In the post above I suggested the Chancellor could have produced a balanced recovery, but as expected his main focus was raising taxes (by freezing all allowances and raising corporation tax) in order to get public net debt falling in 5 years time. It is true that he has delayed tax increases until after the forecast recovery is over, but it seems unlikely that consumers and firms are going to ignore what he plans. As a result the recovery in consumption will not be as strong as it might have been, and the recovery in medium term investment will probably be lower than it could have been.
The rabbit out of the hat in the budget were the 130% investment allowances against corporation tax for the next two years. The danger of this measure is that it just brings forward investment, with little increase in investment over the next decade (see Chart 2.11 of OBR forecast, p63). In that case the main beneficiary is the balance sheet of large companies at the public’s expense. With the recovery already forecast to be pretty rapid over the next two years, it isn’t obvious why this bringing forward will be of much benefit.
What I was hoping for was a budget that created a balanced recovery, rather than a recovery driven mainly by better off consumers. There was absolutely nothing in the budget in this respect. We have public spending cuts (see page 8, some already announced but added to in this budget). Nothing to stop councils increasing council tax by 5% and repairing local services. The apparent cap of 3% public investment to GDP remains, despite the urgent need to help green the economy at a time of low interest rates. And nothing to help those from the lowest income quintile that have lost out in the pandemic. The increase in wealth inequality produced by the pandemic is not going to be reversed.

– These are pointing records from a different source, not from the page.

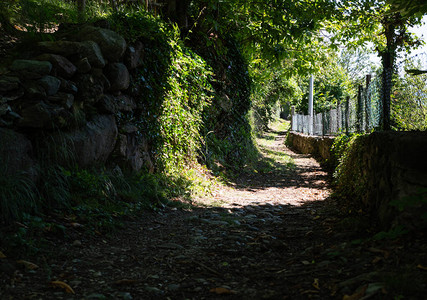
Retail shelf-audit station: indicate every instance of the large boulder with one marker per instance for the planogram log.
(50, 84)
(113, 104)
(131, 152)
(93, 143)
(64, 48)
(61, 65)
(42, 115)
(118, 75)
(111, 43)
(134, 56)
(31, 69)
(91, 50)
(91, 87)
(8, 83)
(16, 154)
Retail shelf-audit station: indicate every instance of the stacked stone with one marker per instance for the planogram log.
(85, 77)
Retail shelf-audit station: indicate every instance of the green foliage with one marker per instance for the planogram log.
(18, 195)
(331, 85)
(38, 16)
(175, 87)
(409, 100)
(349, 177)
(392, 234)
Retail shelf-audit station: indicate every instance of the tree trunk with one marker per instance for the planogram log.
(81, 6)
(387, 59)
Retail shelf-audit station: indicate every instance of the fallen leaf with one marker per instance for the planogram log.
(376, 250)
(315, 283)
(376, 260)
(357, 295)
(63, 285)
(28, 265)
(222, 291)
(126, 281)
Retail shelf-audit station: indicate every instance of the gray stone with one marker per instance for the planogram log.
(68, 87)
(118, 75)
(91, 50)
(4, 109)
(93, 143)
(34, 91)
(12, 95)
(33, 68)
(83, 66)
(61, 65)
(107, 104)
(133, 56)
(91, 88)
(64, 48)
(125, 103)
(50, 84)
(16, 152)
(128, 128)
(37, 115)
(131, 152)
(8, 83)
(111, 43)
(64, 99)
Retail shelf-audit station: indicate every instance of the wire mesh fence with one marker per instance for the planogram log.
(362, 113)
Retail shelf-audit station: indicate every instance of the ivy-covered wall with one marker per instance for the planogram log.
(385, 175)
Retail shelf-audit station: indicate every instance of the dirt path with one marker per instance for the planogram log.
(273, 237)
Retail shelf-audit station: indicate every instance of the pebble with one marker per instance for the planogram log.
(173, 287)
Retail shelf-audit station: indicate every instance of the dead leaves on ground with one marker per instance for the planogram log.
(223, 291)
(68, 289)
(28, 265)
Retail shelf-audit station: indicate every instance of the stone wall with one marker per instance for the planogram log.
(73, 90)
(382, 167)
(317, 146)
(394, 167)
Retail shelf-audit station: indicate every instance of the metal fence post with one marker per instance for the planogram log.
(310, 106)
(292, 116)
(359, 110)
(347, 111)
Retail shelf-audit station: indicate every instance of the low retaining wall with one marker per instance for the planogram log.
(380, 168)
(317, 146)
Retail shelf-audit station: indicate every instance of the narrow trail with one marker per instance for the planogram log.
(272, 237)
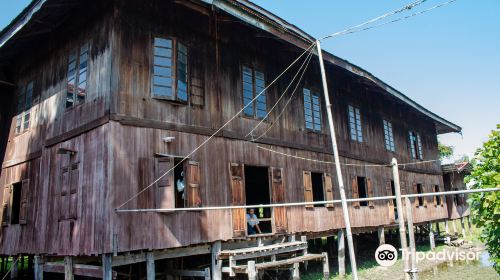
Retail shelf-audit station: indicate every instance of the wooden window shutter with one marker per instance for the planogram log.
(237, 183)
(369, 191)
(193, 184)
(308, 193)
(278, 196)
(197, 78)
(23, 207)
(354, 189)
(6, 205)
(327, 183)
(388, 189)
(64, 193)
(165, 191)
(415, 191)
(73, 191)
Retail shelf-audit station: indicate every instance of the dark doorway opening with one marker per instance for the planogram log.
(362, 190)
(16, 203)
(257, 191)
(394, 206)
(180, 183)
(318, 188)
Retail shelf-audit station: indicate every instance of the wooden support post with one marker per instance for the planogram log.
(107, 269)
(402, 229)
(341, 252)
(431, 237)
(411, 234)
(150, 266)
(463, 227)
(251, 271)
(38, 271)
(296, 271)
(68, 268)
(14, 273)
(326, 267)
(216, 264)
(381, 236)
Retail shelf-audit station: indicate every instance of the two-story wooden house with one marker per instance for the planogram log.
(107, 96)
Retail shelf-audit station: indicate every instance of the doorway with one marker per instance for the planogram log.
(257, 191)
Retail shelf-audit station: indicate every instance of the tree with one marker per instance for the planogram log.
(486, 206)
(445, 151)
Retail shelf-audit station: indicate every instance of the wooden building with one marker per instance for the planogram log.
(109, 95)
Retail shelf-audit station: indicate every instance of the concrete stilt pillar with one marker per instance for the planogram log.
(381, 236)
(341, 251)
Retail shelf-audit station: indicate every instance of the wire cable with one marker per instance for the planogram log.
(217, 131)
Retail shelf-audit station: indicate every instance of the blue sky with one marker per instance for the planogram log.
(448, 60)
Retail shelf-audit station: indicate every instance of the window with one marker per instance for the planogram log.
(415, 145)
(312, 110)
(77, 76)
(15, 203)
(361, 187)
(166, 84)
(68, 193)
(389, 136)
(24, 103)
(318, 187)
(355, 124)
(253, 85)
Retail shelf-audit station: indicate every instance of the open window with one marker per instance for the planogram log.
(179, 184)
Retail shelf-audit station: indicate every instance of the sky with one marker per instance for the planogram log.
(447, 60)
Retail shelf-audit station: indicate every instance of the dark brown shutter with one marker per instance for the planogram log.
(64, 194)
(165, 191)
(306, 175)
(278, 196)
(354, 190)
(327, 182)
(73, 191)
(6, 205)
(415, 191)
(23, 207)
(193, 184)
(197, 77)
(236, 173)
(369, 187)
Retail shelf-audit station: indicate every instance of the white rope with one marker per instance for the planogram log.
(301, 69)
(351, 31)
(345, 164)
(217, 131)
(286, 104)
(303, 203)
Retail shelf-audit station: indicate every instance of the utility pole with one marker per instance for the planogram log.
(352, 257)
(402, 230)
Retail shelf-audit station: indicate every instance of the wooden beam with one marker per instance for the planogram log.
(68, 268)
(164, 254)
(341, 252)
(150, 266)
(79, 270)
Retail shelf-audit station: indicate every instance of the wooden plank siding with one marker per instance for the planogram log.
(119, 129)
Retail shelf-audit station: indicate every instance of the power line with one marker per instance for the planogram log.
(354, 30)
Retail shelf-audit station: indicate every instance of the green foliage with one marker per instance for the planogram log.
(445, 151)
(486, 206)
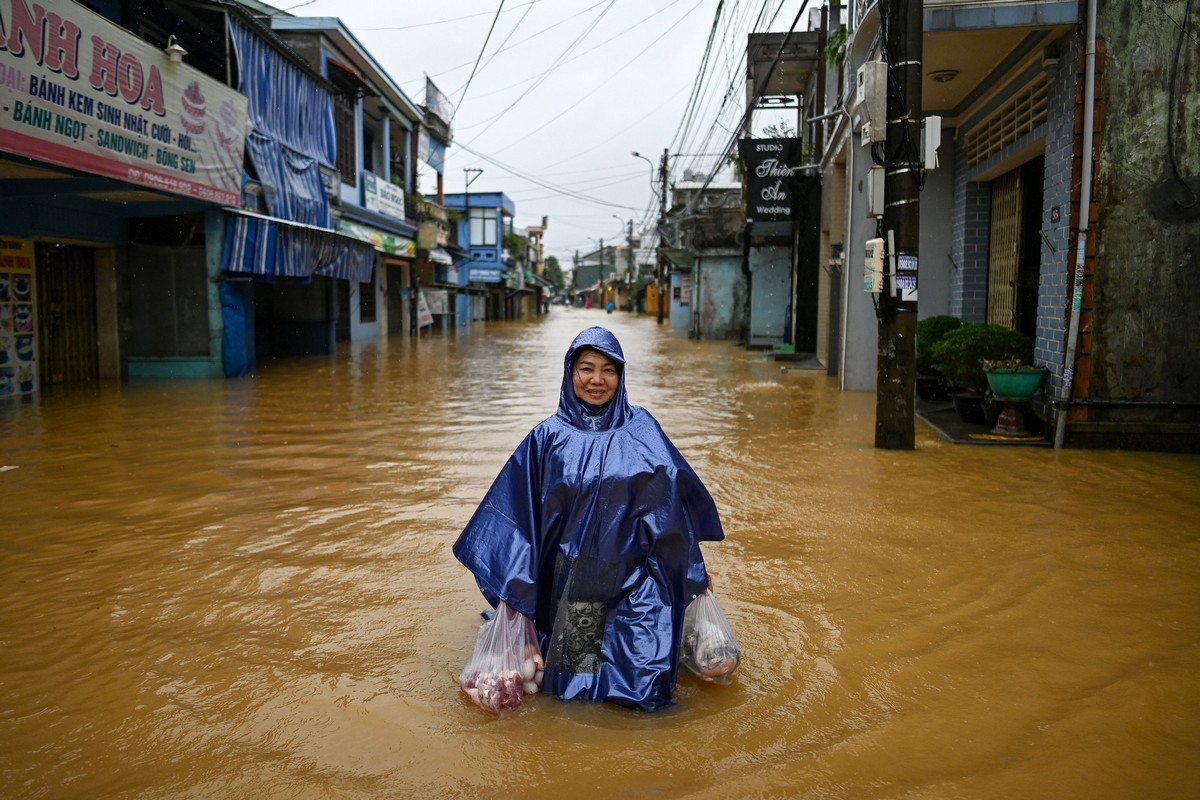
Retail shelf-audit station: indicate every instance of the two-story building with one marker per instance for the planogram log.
(480, 278)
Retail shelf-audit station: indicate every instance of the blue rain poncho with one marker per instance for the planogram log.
(593, 529)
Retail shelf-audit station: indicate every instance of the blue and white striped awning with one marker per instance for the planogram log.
(276, 248)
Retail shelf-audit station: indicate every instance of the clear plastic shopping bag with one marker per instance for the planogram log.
(709, 649)
(507, 662)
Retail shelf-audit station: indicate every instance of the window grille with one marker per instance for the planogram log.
(1025, 112)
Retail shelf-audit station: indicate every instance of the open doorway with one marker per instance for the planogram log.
(1014, 251)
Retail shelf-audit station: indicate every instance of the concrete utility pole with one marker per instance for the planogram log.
(897, 360)
(663, 233)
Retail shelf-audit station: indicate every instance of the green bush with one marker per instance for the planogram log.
(930, 331)
(959, 356)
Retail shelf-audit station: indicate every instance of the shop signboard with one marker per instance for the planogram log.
(79, 91)
(382, 240)
(484, 274)
(773, 169)
(383, 197)
(18, 320)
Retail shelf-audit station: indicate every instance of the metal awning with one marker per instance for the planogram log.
(270, 247)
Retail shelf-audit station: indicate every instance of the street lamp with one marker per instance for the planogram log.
(637, 155)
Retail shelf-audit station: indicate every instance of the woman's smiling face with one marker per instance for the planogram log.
(595, 377)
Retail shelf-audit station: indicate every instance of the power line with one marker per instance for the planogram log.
(486, 40)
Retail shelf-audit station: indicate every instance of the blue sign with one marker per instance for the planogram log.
(484, 274)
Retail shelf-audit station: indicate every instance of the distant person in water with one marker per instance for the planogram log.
(592, 529)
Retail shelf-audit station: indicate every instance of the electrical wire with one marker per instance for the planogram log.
(486, 40)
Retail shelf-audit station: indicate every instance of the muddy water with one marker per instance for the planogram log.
(245, 589)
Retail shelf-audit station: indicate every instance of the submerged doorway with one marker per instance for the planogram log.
(1014, 251)
(66, 296)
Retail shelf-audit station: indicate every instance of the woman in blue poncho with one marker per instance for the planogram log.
(592, 529)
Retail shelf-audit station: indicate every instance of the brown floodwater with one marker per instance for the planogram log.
(245, 589)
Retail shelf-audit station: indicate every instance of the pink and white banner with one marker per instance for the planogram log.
(79, 91)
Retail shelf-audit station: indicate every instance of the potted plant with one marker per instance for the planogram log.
(930, 382)
(1013, 382)
(960, 358)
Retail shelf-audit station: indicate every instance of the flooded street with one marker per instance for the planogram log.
(245, 589)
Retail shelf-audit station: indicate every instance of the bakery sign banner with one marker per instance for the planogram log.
(772, 169)
(79, 91)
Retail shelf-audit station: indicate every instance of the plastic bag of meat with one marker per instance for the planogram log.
(708, 648)
(507, 662)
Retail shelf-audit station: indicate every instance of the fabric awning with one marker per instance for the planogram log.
(276, 248)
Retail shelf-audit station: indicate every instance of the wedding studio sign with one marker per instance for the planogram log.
(773, 176)
(79, 91)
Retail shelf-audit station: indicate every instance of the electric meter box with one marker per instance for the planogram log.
(871, 100)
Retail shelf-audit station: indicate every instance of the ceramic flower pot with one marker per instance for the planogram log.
(1013, 388)
(1019, 384)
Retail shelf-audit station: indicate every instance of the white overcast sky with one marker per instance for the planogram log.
(565, 90)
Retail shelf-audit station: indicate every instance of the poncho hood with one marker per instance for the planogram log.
(617, 411)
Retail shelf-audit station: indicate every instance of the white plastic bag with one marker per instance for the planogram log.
(709, 649)
(507, 662)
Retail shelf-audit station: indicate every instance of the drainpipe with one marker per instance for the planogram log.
(1085, 203)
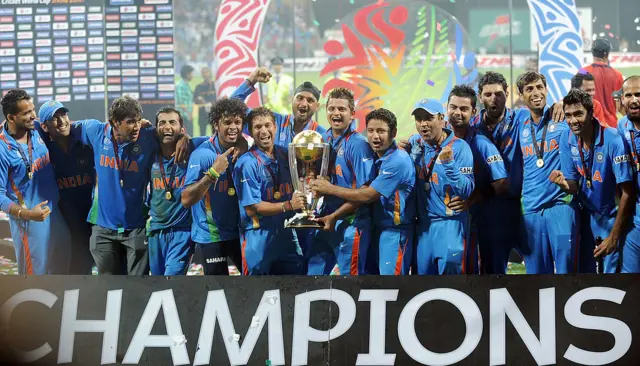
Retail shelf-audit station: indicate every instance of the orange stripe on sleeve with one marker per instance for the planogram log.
(355, 251)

In the post above I say that fiscal consolidation should not start until both short interest rates and expected inflation are both above 2%. Neither is true in the OBR forecast. We have the crazy situation that fiscal retrenchment is happening while interest rates are forecast to remain at or below 0.5%. This makes no sense in economic terms. Macroeconomic policy is meant to stimulate a recovery, not to promise lots of higher taxes.
So we have an austerity budget. It may not be on the scale of George Osborne in 2010, but it remains about fiscal consolidation before we have begun to recover from a deep recession. The Conservatives have never come to terms with the gravity of their error from 2010 onwards, and remain attracted to playing on the media’s false understanding of what responsible policy is. Next to what is happening in the United States, Sunak’s policy seems totally perverse. What will suffer, just as under George Osborne, will be average prosperity in the UK.
 The left have criticised the Labour leadership a lot on this, with nonsense like this makes Labour to the right of the Tories. The position that you want to combine an increase in CT with additional stimulus (particularly anything helping investment) is perfectly respectable, but not transparent when the debate will be the economic consensus versus the mediamacro (we should worry about the deficit). When Sunak’s economic stimulus falls short this Wednesday, the argument for raising CT becomes much harder to make.